"Photo-responsive nanotechnology solutions to address cancer drug resistance" with Huang Chiao Huang, University of Maryland (In-Person Seminar)
Title: Photo-responsive nanotechnology solutions to address cancer drug resistance
Speaker: Huang Chiao Huang, University of Maryland
Hosted by: Jeffery Klauda & Arpita Upadhyaya
Abstract: Efforts to overcome cancer multidrug resistance through the inhibition of adenosine triphosphate-binding cassette (ABC) drug transporters, ABCB1 and ABCG2, have largely failed in the clinic. Challenges faced during the development of non-toxic modulators suggest a need for a conceptual shift to new strategies for inhibition of ABC drug transporters. Here, we developed several bioengineering approaches and revealed the fundamental mechanisms by which photodynamic therapy (PDT) can be exploited to manipulate the function and integrity of ABC drug transporters. PDT is a clinically relevant, photochemistry-based tool that involves light activation of photosensitizers to generate reactive oxygen species. To bypass ABC transporters-mediated efflux of photosensitizers, we first introduce a lipidation strategy to create photosensitizers derivatives that are no longer ABC transporters substrates. ATPase activity and in silico molecular docking analyses show that the benzoporphyrin derivative (BPD) photosensitizer binds to ABCB1 and ABCG2 at micromolar half-maximal inhibitory concentrations in the absence of light. Light activation of BPD generates singlet oxygen to further reduce the ATPase activity of ABCB1 and ABCG2 by up to 12-fold in an optical dose-dependent manner. Gel electrophoresis and Western blotting revealed that light-activated BPD induces aggregation of these transporters by covalent crosslinking. This study provides a proof of principle that PDT affects the function of ABCB1 and ABCG2 by modulating the ATPase activity and protein integrity of these transporters. Finally, we combined nanotechnology and PDT to simultaneously damage ABC transporters and enhance drug accumulation in tumor cells. Insights gained from this study concerning the photodynamic manipulation of ABC drug transporters could aid in the development and application of new optical tools to overcome the multidrug resistance that often develops after cancer chemotherapy.

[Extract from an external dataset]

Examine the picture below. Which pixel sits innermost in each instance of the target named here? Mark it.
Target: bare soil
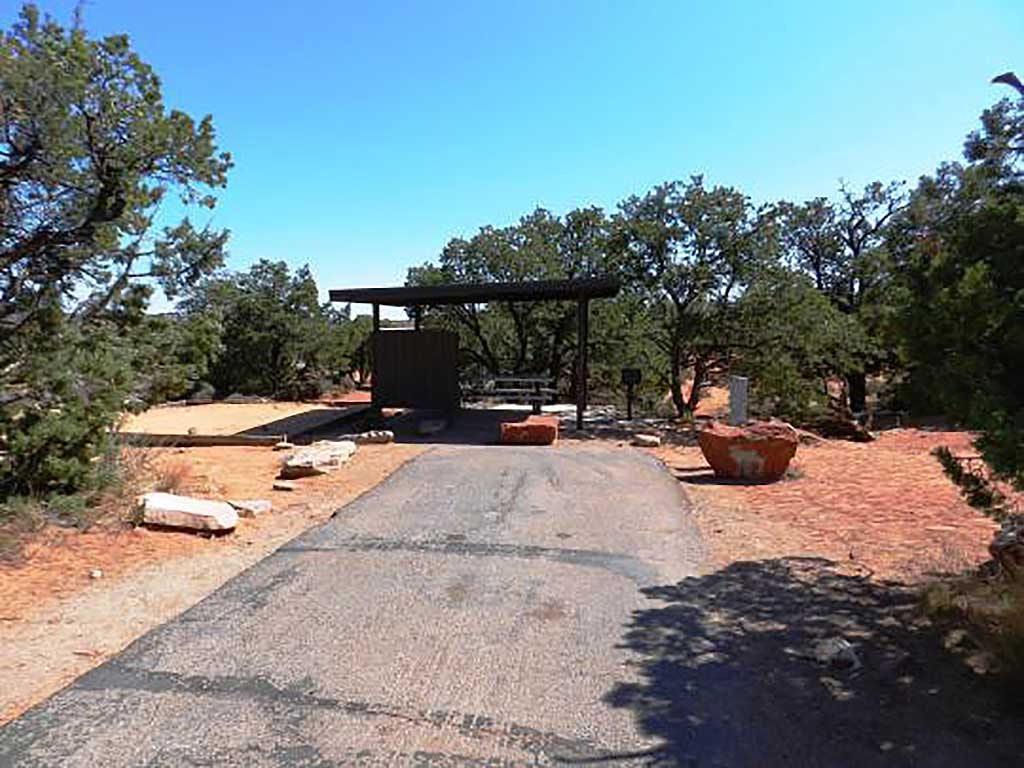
(215, 418)
(57, 622)
(882, 509)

Biography: Dr. Huang is an Assistant Professor in the Fischell Department of Bioengineering at the University of Maryland College Park, and a member of the Program in Oncology at the University of Maryland Marlene and Stewart Greenebaum Cancer Center. His research efforts focus on designing nanomedicine and light-based therapy for cancer, and has published close to 50 peer-reviewed articles. His preclinical discoveries in photodynamic therapy (PDT)-based combination treatment have set the foundation for an ongoing NIH-funded clinical trial. Since starting his lab at UMD in 2018, Dr. Huang has raised $6.5M of research funding from NIH, NSF and other agencies, won the NIH NIBIB Trailblazer Award, and is currently running a lab of 10+ phd students and post doc. In 2020, he was elected to the American Society for Photobiology Council.